L’arrêté de catastrophe naturelle,
joker d’une urbanisation… tous azimuts ?
Pour France Nature Environnement il est consternant de voir qu’aucune leçon ne semble tirée de ces drames qui se répètent pourtant chaque année, notamment le long de nos littoraux. Chacun se rejette la faute : c'est pas moi, c'est l'autre et personne ne veut assumer le lien entre urbanisation et catastrophes. C'est pareil pour les activités humaines industrielles, notre mode de vie et le changement climatique. Trop d'intérêts en jeu, j'ai plus facile de discréditer les donneurs d'alertes. Des attitudes et des options qui seront jugées à l'aune du temps qui passe par les générations futures.
« Au moment où des élus s’interrogent sur les responsabilités de Météo France quant à une insuffisance des alertes, on se demande si certains ne sont pas tentés de trouver un bouc émissaire pour faire oublier les vraies responsabilités, même si l’on ne nie pas la possibilité d’être confronté à l’imprévisible. Encore faut-il avoir été soi-même vigilant et avoir la conscience tranquille. Si les Alpes-Maritimes ont été touchées par de telles inondations, c’est avant tout parce que ce territoire subit de longue date une urbanisation irréfléchie. Le béton a colonisé et continue d’envahir les espaces agricoles et forestiers, empêchant les eaux pluviales d’être absorbées par les sols et de s’écouler normalement, provoquant de multiples inondations toujours plus destructrices.
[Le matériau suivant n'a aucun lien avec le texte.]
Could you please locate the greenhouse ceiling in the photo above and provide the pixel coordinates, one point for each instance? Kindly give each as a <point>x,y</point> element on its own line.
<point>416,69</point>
À Cagnes-sur-Mer par exemple, un Plan de Prévention du Risque Inondation (PPRI) a bien été rédigé, mais il n’est pas respecté par les élus eux-mêmes. Le Polygone Riviera, dernier grand projet communal en date, proposera une surface commerciale utile de 70 000m² et 3000 places de parkings en pleine zone inondable (zone rouge du PPRI). À quinze jours de son inauguration, le parking est déjà submergé…
Bien souvent liées à la mauvaise gestion de notre territoire, ces inondations ne devraient pas uniquement relever des arrêtés de catastrophe naturelle. Alors que de nombreux élus cèdent aux pressions ou encouragent la spéculation foncière (toutes les plaines alluviales des Alpes-Maritimes sont dans ce cas, Nice, Mandelieu, Pégomas, Cannes… ont cédé aux chants des sirènes) ces arrêtés leur permettent de continuer d’artificialiser les sols sans aucun recul tout en rejetant la faute sur le climat, et finalement de faire payer la note par le contribuable.
Alors que le Groupe d'experts intergouvernemental sur l'évolution du climat (GIEC) prévoit l’augmentation en fréquence et en intensité des épisodes cévenols, il est urgent d’adapter la gestion du territoire au changement climatique. On peut ainsi s’inquiéter de ce que pourra engendrer l’énorme projet d’aménagement de la basse vallée du Var à Nice, dans une zone agricole exceptionnelle mais ouverte progressivement à une urbanisation anarchique, sachant que des inondations très violentes y font régulièrement des ravages et même des morts (1994 et 2010 notamment) et que la création ou le réaménagement de digues ne peut en aucun cas assurer la sécurité des zones prétendument « désinondabilisées ».
L’élaboration des PPRI est obligatoire pour les communes, mais leurs dispositions sont trop souvent négligées par ceux-là mêmes qui les ont rédigés. France Nature Environnement demande que ces PPRI aient force de loi. D’autre part, il est indispensable de revoir le dispositif de catastrophe naturelle, pour différencier les événements climatiques d’origine naturelle des errements chroniques d’une mauvaise gestion. En outre, il paraît indispensable de prendre en considération des hypothèses nettement renforcées pour le dérèglement climatique. La référence aux crues centennales paraissant ainsi de plus en plus obsolète.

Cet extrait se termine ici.